Tesla may be in for a reality check.
In a note on Friday, Barclays’ Brian Johnson detailed why the electric-car company’s brand new Model X SUV may fail to meet the company’s expectations for production and put pressure on margins.
As a result, Johnson and his team lowered their price target 5% to $US190 from $US180, and cut their rating to “Underweight” from “Equal-Weight.”
Johnson wrote that estimates for Tesla’s margins are likely overestimated, and the company is about to get a “reality check”:
Model X will provide yet another reality check on margins.
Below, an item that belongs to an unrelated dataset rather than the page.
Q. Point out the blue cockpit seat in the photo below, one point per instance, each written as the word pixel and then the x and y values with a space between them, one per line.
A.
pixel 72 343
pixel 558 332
We see several factors pushing margins below current consensus expectations — engineering challenges will lead to manufacturing challenges (i.e. “Elon’s headache”), the production ramp will be slow, and Tesla will be challenged in concurrent S/X production
The Model X launch had been delayed for about two years; CEO Elon Musk later said it was the most difficult car ever built.
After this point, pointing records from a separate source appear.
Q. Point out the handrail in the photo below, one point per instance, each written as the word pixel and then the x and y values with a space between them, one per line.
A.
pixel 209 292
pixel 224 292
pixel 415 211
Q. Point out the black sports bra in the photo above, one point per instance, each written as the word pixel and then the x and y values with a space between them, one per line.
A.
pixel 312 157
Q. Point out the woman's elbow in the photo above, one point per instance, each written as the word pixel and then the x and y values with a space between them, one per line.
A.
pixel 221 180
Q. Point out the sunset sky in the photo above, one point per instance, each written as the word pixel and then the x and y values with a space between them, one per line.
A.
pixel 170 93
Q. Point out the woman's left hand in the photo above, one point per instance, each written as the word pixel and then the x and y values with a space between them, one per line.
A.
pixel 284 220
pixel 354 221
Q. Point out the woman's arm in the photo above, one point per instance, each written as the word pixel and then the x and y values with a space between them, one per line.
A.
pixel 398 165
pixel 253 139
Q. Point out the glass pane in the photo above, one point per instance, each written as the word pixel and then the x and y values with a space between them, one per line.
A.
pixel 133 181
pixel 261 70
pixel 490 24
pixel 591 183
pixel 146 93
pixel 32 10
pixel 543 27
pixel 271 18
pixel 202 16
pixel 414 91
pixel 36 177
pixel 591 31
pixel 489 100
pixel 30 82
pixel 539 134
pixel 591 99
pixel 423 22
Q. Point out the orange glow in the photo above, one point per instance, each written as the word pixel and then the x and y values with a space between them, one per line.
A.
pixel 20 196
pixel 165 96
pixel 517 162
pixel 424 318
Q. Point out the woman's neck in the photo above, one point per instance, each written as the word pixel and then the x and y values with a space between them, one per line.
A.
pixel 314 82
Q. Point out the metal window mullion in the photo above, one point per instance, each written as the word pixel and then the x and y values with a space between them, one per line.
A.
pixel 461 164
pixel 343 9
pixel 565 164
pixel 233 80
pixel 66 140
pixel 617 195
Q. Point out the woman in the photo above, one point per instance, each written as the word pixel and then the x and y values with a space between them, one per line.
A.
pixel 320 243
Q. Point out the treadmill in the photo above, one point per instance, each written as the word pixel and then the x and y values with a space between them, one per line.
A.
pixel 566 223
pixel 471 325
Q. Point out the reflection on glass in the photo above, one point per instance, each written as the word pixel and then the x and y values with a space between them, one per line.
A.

And according to Barclays, there are even more engineering challenges ahead that will slow down manufacturing even though the company is more efficient today than it was when the Model S launched in 2012.
Barclays also projected that Tesla would likely miss its production guidance for 2015 of delivering 50,000 to 55,000 cars.
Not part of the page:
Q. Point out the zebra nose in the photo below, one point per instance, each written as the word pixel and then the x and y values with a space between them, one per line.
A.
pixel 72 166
The firm also already doubts that Tesla will release the forthcoming Model 3 on time in 2017.
They also lowered their expectations for Tesla Energy, because there is fierce competition in the power storage space, and they’re not clear whether Tesla’s Powerwall battery is superior.
On Tuesday, Morgan Stanley’s Adam Jonas cut his super bullish price target on the stock and wrote in a note that the Model X was more expensive than they had expected.
Tesla shares fell as much as 3% in early trading to around $US219.26.